季听唔了一声,不由得绷紧了身子:“……不对,谁敢乱动本宫的东西?”
“不重要,殿下专心些。”申屠川吻了吻她的额头,再从额头一路向下,最后在她的红唇上流连不去。
他在床上一向体贴,知道如何让季听舒服,在他的攻势下,季听的脑子很快便有些浆糊了,但还是坚强的想要推开他:“不行……动本宫东西这事可不算什么小事,本宫一定要去问清楚唔……”
衣衫尽数落在了软榻旁的地上,季听再也说不出囫囵话了,只能被动的由着申屠川带自己往更深更远的地方去,只是稍微缓一下神,便念叨着要调查此事,申屠川都对她无奈了。
“殿下就不能专心些?”他额上青筋直冒,动作却是温柔。
季听攀着他的肩膀,指甲在他身上留下一道道红印,闻言艰难道:“有贼人在行宫,本宫如何能专心……”
“殿下放心,没有贼人,是我骗了殿下。”申屠川见她钻牛角尖,只能和盘托出。
季听:“……啥?”
“是我见色起意图谋不轨,那话本是普通话本,根本不是什么春宫,是我的错,我骗了殿下,”申屠川一边道歉,一边毫无歉意的在她身上流转,“现下可以专心些了?”
季听:“……”我专心你个头!
申屠川似乎知道她要骂人,于是在她开口之前便吻上了她的唇,叫她再无反击之力。
二人从用过早膳一直胡闹到晌午,申屠川才放过已经软成一摊泥的季听,赤着上身走到门口,吩咐人送热水后又折回来,抱起她往里间床上去了。
季听汗津津的躺在他怀里,看着他劲瘦紧实的肌肉,半晌淡淡说一句:“这个时候叫人送水,怕是所有人都要知道我们方才做什么了。”

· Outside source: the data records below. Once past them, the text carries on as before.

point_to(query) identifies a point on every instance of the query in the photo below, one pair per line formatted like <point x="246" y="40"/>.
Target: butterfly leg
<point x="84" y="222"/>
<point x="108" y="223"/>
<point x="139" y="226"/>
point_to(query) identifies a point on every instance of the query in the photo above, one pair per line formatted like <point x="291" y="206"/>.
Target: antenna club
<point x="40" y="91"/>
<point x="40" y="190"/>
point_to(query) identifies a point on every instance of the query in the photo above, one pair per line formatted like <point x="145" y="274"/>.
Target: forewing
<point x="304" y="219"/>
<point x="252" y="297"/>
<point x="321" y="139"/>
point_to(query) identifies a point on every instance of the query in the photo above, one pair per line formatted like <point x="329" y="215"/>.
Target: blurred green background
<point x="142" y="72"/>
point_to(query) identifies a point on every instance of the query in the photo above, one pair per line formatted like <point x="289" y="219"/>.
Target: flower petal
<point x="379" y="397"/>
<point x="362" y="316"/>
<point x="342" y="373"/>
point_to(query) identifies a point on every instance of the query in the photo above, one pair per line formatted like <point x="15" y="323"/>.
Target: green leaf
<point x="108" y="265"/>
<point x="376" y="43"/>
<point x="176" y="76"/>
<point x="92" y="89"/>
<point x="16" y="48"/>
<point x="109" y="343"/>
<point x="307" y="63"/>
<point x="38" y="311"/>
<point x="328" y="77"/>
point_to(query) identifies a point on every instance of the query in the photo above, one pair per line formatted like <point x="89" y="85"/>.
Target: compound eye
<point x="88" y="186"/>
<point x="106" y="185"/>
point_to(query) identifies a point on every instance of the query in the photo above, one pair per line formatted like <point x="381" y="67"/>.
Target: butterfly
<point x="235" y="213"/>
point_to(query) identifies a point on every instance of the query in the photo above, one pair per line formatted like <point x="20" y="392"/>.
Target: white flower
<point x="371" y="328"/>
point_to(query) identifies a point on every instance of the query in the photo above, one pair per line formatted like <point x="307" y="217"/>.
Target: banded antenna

“你我新婚,做夫妻之事也属正常,知道便知道了,不算什么。”申屠川道。
季听轻嗤一声:“你倒是看得开。”
“倒不是看得开,而是能伺候殿下,说明我得殿下的喜欢,得宠难道不该是件得意事?”申屠川说着,将她放到了床上,等了片刻后外头的浴桶便装满了热水,他等季听的汗下去了便抱起她好好清洗了一番。
两个人用午膳时,已经是下午时分了,季听用膳时心神不宁,总觉得自己好像忘了什么,一直到快傍晚时才突然想起,顿时一阵懊恼。
“殿下怎么了?”申屠川问。
季听扫了他一眼:“你在这里等着,本宫有事出去一趟。”说罢,她便要出门,申屠川立刻跟上,走到院门口时季听突然制止了他,“不必跟过来。”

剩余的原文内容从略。